Invece no. Athena non glielo consente. E Aiolos questo lo sa.
«Andiamo…..», sospira. «Mi racconterai tutto strada facendo. Con calma», aggiunge, prendendo per mano Aiolia e incamminandosi verso il Santuario.
Il vento riprende a soffiare tra le fronde degli ulivi. E Aiolia racconta.
«Devi vederlo! Aphrodite si contorce come un ossesso. Si gratta dappertutto. Fa impressione», ed Aiolos ride. Di cuore, di pancia e di anima mentre un cosmo caldo e gentile entra in risonanza con la sua allegria. Andiamo, Toxotis. C’è bisogno di te, lo esorta una voce di bambina. La voce di Athena. Che ride con lui. Di cuore, di pancia e di anima nella luce del primo pomeriggio, mentre cantano le cicale. Zir zir zir.



Saint Seiya, ® Masami Kurumada, Toei Animation, 1986. Disegno: Korin2b. Grafica ® Francine.

Note:
Anche Aiolos è stato un ragazzetto, dopo tutto.
Lo sfortunato caso della colla sul cuscino lo trovate raccontato qui ad opera di Camus dell'Acquario. Milo di Scorpio ringrazia.

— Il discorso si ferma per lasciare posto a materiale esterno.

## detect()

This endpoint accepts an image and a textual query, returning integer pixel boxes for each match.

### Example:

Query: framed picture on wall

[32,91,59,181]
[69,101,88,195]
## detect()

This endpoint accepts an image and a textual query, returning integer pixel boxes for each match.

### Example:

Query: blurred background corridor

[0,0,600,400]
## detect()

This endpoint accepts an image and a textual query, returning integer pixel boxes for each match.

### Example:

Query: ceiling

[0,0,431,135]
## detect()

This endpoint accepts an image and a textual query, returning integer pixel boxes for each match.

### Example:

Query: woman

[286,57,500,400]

Toxotis significa Sagittario in greco. Nella mia testa Athena chiama i suoi Santi con il loro nome celeste. Ed ovviamente, quando vuole sentirli più vicini, lo fa in greco. Noblesse oblige, n'est-ce pas?

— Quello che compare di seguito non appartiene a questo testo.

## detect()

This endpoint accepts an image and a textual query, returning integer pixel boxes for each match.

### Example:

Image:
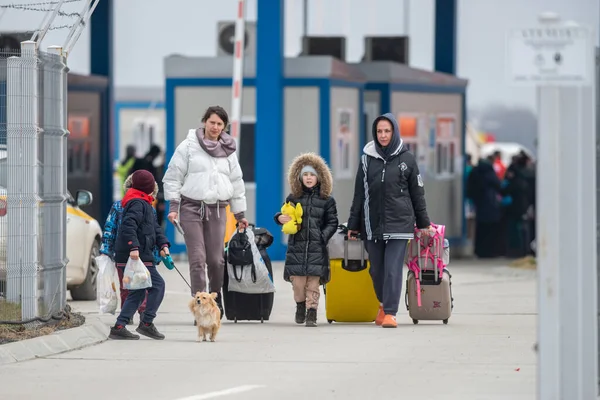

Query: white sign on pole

[506,26,593,86]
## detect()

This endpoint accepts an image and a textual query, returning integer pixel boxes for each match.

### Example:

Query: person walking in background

[117,144,136,197]
[163,106,248,323]
[467,155,502,258]
[348,113,431,328]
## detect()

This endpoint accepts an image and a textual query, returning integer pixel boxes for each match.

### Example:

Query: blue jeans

[117,266,165,326]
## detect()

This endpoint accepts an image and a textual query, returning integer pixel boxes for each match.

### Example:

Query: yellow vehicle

[0,186,102,300]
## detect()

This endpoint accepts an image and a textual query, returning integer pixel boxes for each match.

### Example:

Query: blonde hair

[123,174,158,198]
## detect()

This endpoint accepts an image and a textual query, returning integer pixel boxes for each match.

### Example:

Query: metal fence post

[7,41,39,321]
[48,46,69,310]
[39,46,66,317]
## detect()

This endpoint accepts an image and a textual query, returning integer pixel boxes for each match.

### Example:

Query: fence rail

[0,41,68,324]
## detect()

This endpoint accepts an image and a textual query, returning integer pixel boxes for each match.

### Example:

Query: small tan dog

[190,292,221,342]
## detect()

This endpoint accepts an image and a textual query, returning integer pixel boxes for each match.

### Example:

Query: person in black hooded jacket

[275,153,338,326]
[109,169,170,340]
[348,113,431,328]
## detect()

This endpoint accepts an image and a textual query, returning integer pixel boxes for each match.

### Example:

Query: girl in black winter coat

[275,153,338,326]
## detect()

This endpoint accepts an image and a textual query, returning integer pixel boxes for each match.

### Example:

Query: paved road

[0,262,536,400]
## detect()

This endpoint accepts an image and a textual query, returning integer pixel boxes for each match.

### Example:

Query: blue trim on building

[255,0,286,260]
[113,101,165,162]
[460,93,467,246]
[434,0,457,75]
[165,79,185,254]
[356,90,367,152]
[67,84,113,221]
[89,0,114,222]
[319,83,331,166]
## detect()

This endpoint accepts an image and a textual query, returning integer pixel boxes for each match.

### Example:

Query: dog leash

[162,254,192,290]
[173,265,192,290]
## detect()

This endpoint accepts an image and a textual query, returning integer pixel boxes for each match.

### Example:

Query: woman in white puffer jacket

[163,106,248,317]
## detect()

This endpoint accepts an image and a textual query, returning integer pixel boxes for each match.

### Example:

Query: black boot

[306,308,317,327]
[108,325,140,340]
[136,321,165,340]
[296,301,306,324]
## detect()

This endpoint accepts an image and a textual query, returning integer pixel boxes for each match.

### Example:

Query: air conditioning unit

[302,36,346,61]
[0,31,34,58]
[363,36,409,65]
[217,21,256,57]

"Da un grande potere derivano grandi responsabilità" è la battuta cardine che zio Ben ripere sempre a suo nipote Peter (Parker). Se non sapete di chi sto parlando, molto probabilmente sarete degli alieni. Se avete tempo, guardatevi la trilogia di Spiderman. La prima, quella di inizio nuovo millennio. Se avete coraggio, avvicinatevi ai fumetti. E tanti auguri.